It’s been a while since I read a book that I really wanted to write about, I been reading a lot for my course and aside from that just a few ‘easy reads’ to relax. A couple of weekends ago though I brought a book, and then I sat down and read the book all within 24 hours, I simply could not put it down. This book was called ‘From Here to Eternity: Travelling the World to Find the Good Death’ by Caitlin Doughty. I reviewed Doughty’s debut book here which was an exploration of her time in the ‘death industry’ and included a lot of reflection on how her home country, America, has a major issue with facing mortality and death.
Her second book is split into chapters each of which explore a different country’s treatment of their dead. Doughty traveled around the world, literally staring mortality in the face. She traveled to many places including America’s only open air pyre (a type of cremation that is more natural and involves the mourners in the process of placing juniper boughs on the flames), a futuristic columbarium in Japan and Mexico’s Day of the Dead festival.

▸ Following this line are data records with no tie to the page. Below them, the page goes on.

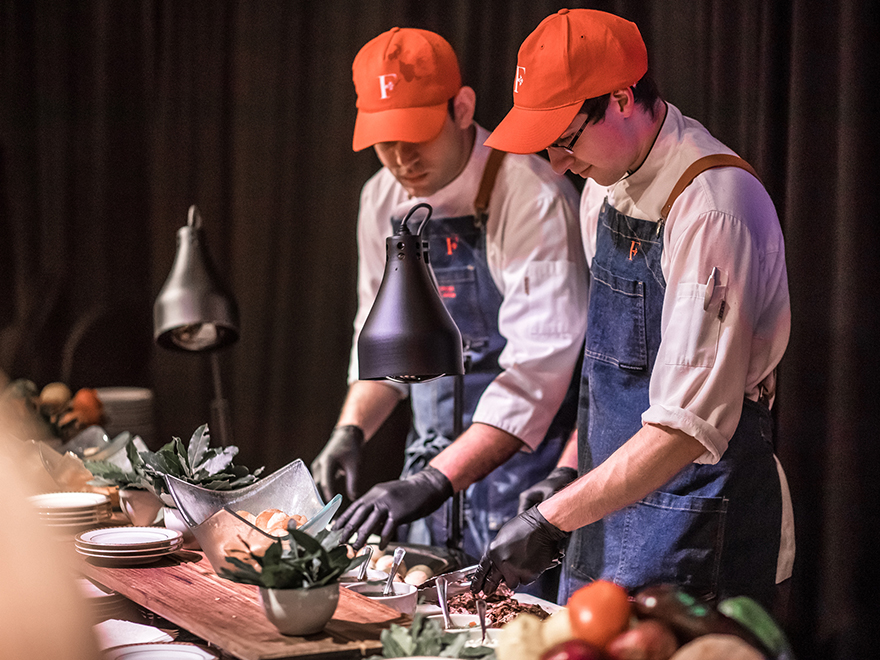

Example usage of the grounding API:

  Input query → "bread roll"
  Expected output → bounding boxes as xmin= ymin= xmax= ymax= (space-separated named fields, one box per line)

xmin=403 ymin=564 xmax=434 ymax=586
xmin=255 ymin=509 xmax=290 ymax=534
xmin=235 ymin=511 xmax=257 ymax=525
xmin=376 ymin=555 xmax=406 ymax=578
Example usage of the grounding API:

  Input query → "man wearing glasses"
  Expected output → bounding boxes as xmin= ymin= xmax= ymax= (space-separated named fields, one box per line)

xmin=472 ymin=9 xmax=794 ymax=607
xmin=312 ymin=28 xmax=586 ymax=600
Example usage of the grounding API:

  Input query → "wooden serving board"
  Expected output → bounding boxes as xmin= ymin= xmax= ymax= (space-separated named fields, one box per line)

xmin=78 ymin=550 xmax=411 ymax=660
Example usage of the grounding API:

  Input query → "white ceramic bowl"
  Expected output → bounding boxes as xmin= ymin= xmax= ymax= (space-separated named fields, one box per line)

xmin=259 ymin=583 xmax=339 ymax=635
xmin=346 ymin=581 xmax=419 ymax=616
xmin=428 ymin=614 xmax=501 ymax=646
xmin=339 ymin=566 xmax=388 ymax=587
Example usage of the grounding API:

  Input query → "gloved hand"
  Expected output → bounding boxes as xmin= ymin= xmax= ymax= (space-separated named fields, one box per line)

xmin=517 ymin=467 xmax=577 ymax=514
xmin=334 ymin=465 xmax=453 ymax=550
xmin=312 ymin=425 xmax=364 ymax=502
xmin=471 ymin=505 xmax=570 ymax=595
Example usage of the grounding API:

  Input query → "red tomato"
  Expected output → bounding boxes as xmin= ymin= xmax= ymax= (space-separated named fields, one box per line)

xmin=567 ymin=580 xmax=630 ymax=648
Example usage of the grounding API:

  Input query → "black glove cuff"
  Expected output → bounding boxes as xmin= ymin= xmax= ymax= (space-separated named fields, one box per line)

xmin=547 ymin=466 xmax=577 ymax=484
xmin=406 ymin=465 xmax=455 ymax=506
xmin=330 ymin=424 xmax=364 ymax=447
xmin=526 ymin=504 xmax=571 ymax=541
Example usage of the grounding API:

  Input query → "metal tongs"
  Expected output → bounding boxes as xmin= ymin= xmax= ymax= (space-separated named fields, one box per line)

xmin=357 ymin=545 xmax=373 ymax=582
xmin=382 ymin=547 xmax=406 ymax=596
xmin=477 ymin=598 xmax=486 ymax=646
xmin=419 ymin=564 xmax=480 ymax=591
xmin=436 ymin=575 xmax=455 ymax=630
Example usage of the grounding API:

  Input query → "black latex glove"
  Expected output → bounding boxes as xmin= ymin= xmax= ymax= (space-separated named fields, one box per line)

xmin=312 ymin=425 xmax=364 ymax=502
xmin=517 ymin=467 xmax=577 ymax=514
xmin=334 ymin=465 xmax=452 ymax=550
xmin=471 ymin=506 xmax=569 ymax=595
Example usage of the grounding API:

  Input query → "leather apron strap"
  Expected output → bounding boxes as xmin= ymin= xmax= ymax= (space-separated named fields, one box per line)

xmin=660 ymin=154 xmax=761 ymax=225
xmin=474 ymin=149 xmax=507 ymax=225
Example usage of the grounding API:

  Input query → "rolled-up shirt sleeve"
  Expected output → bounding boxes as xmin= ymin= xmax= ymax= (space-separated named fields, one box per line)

xmin=642 ymin=168 xmax=790 ymax=463
xmin=473 ymin=156 xmax=588 ymax=449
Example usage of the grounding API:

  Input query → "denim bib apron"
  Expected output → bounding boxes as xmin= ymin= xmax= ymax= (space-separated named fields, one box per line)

xmin=559 ymin=199 xmax=782 ymax=606
xmin=392 ymin=155 xmax=579 ymax=559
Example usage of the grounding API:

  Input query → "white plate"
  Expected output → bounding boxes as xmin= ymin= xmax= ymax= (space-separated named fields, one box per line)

xmin=76 ymin=527 xmax=183 ymax=550
xmin=28 ymin=492 xmax=110 ymax=512
xmin=101 ymin=642 xmax=220 ymax=660
xmin=74 ymin=539 xmax=183 ymax=556
xmin=37 ymin=507 xmax=113 ymax=521
xmin=76 ymin=545 xmax=182 ymax=566
xmin=43 ymin=516 xmax=110 ymax=527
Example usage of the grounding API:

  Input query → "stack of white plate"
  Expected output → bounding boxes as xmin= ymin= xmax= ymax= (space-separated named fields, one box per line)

Doughty writes about death with a refreshing frankness, a morbid sense of humour, an engaging sense of curiosity, and a beautiful sensitivity.
There is little more I can say about this book than emphasize that I literally finished all 250 pages in two sittings, and if I didn’t have a friend coming over for tea on Sunday night I probably would have finished it in one sitting. I feel like this book could change your life and change your death.

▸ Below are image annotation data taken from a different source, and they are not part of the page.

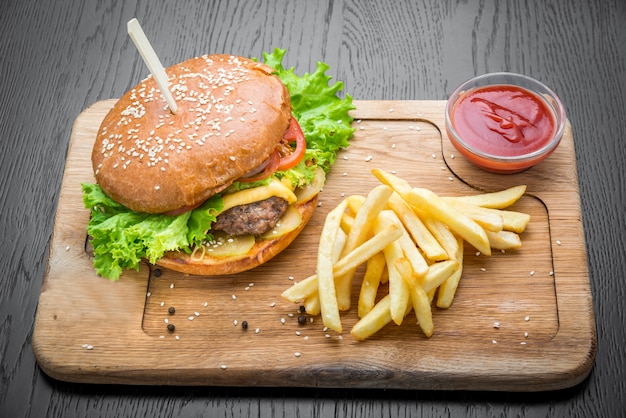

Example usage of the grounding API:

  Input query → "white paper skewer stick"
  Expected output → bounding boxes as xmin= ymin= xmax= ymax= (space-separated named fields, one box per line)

xmin=127 ymin=19 xmax=178 ymax=113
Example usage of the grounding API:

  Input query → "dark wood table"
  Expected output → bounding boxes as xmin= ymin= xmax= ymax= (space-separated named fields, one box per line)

xmin=0 ymin=0 xmax=626 ymax=417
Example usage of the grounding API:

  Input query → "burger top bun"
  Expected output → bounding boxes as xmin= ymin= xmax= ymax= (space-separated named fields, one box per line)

xmin=92 ymin=55 xmax=291 ymax=213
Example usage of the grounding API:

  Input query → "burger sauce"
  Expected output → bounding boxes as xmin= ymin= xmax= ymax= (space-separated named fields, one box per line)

xmin=452 ymin=85 xmax=556 ymax=164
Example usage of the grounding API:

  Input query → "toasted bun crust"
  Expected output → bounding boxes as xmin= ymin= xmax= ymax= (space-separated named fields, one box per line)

xmin=92 ymin=55 xmax=291 ymax=213
xmin=156 ymin=195 xmax=318 ymax=276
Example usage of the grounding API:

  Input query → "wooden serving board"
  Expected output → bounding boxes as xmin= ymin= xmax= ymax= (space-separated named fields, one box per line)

xmin=33 ymin=100 xmax=596 ymax=391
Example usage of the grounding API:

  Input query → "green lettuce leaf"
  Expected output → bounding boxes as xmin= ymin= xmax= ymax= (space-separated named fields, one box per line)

xmin=263 ymin=48 xmax=355 ymax=186
xmin=82 ymin=183 xmax=223 ymax=280
xmin=82 ymin=49 xmax=355 ymax=280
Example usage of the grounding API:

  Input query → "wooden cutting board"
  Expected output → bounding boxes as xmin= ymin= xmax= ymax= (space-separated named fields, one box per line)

xmin=33 ymin=100 xmax=596 ymax=391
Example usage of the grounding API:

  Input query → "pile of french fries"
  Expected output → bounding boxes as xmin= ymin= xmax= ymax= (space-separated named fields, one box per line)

xmin=282 ymin=169 xmax=530 ymax=340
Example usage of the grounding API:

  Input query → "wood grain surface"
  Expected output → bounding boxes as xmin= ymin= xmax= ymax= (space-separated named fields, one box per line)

xmin=0 ymin=0 xmax=626 ymax=417
xmin=33 ymin=100 xmax=596 ymax=392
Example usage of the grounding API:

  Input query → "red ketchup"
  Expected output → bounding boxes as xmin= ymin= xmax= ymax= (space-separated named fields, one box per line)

xmin=451 ymin=85 xmax=556 ymax=171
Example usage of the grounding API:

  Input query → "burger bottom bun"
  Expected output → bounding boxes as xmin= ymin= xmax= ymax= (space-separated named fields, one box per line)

xmin=156 ymin=195 xmax=318 ymax=276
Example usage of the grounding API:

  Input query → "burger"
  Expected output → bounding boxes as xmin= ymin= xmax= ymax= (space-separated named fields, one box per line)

xmin=82 ymin=49 xmax=354 ymax=280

One chapter in which Doughty wrote about her travels to Bolivia inspired me to write a poem about the festival she described the ‘Fiesta De Las Natitas’, in which human skulls are celebrated as miracle bringers to the family that care for them. Many of these skulls are from medical schools, archaeological sites, and graves in which the lease has run out – meaning that the family that cares for them give them a new name, a new life after life. To read more about the festival see this article on Doughty’s website.
Fiesta de las Ñatita
A skull saved from medical waste,
Renamed, becomes a friend,
a watcher, a dream-maker, a wish-granter.

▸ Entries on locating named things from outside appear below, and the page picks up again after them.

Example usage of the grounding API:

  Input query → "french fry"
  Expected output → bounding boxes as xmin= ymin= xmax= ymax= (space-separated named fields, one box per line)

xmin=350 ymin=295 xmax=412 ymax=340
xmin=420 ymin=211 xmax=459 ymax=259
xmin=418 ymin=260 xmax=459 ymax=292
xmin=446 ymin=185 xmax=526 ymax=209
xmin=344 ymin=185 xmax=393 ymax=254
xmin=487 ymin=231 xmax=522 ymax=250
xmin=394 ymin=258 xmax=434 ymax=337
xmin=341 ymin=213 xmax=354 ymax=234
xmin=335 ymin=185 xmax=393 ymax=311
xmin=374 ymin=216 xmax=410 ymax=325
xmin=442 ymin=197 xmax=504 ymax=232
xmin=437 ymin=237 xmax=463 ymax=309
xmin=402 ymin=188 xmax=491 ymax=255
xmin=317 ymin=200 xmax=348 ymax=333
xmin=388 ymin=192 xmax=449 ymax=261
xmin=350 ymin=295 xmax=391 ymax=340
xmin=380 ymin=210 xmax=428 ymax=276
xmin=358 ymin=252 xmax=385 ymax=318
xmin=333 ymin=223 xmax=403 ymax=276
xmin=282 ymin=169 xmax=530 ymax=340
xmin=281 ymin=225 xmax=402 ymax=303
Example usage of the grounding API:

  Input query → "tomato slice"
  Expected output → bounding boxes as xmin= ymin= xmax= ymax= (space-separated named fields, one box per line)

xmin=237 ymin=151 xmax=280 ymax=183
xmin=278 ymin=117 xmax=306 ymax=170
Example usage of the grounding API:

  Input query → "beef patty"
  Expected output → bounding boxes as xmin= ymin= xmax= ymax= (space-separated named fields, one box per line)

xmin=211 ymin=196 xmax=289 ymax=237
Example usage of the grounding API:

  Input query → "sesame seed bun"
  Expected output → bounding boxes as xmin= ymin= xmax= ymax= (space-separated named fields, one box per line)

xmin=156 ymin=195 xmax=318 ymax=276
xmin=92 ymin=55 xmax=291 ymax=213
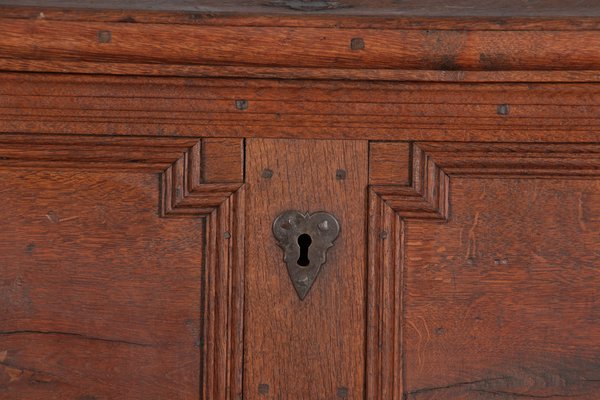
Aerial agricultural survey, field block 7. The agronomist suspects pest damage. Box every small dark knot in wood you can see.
[235,100,248,111]
[258,383,269,394]
[496,104,510,115]
[98,31,112,43]
[350,38,365,50]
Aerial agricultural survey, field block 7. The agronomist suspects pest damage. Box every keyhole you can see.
[298,233,312,267]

At the dental school he was specimen,
Unnamed cranium, jawbone and teeth;
Now Miguel is kin, cared for, esteemed.
He became ñatita, a pug-nosed one,
Stained skull haloed with a flower crown,
Fresh blooms brighten darkened bone.
There are thousands of his kind,
A sightless, voiceless festival crowd,
Passed from arm to arm, heart to heart.
A cigarette perched in his non-existent lips,
Velvet cushion home covered in candy,
In the wooden shrine-come-carry case.
Miguel blesses. Miguel is blessed.
A defiant friendship across the line
Of time and space and death itself.
An endless bond does not take sides.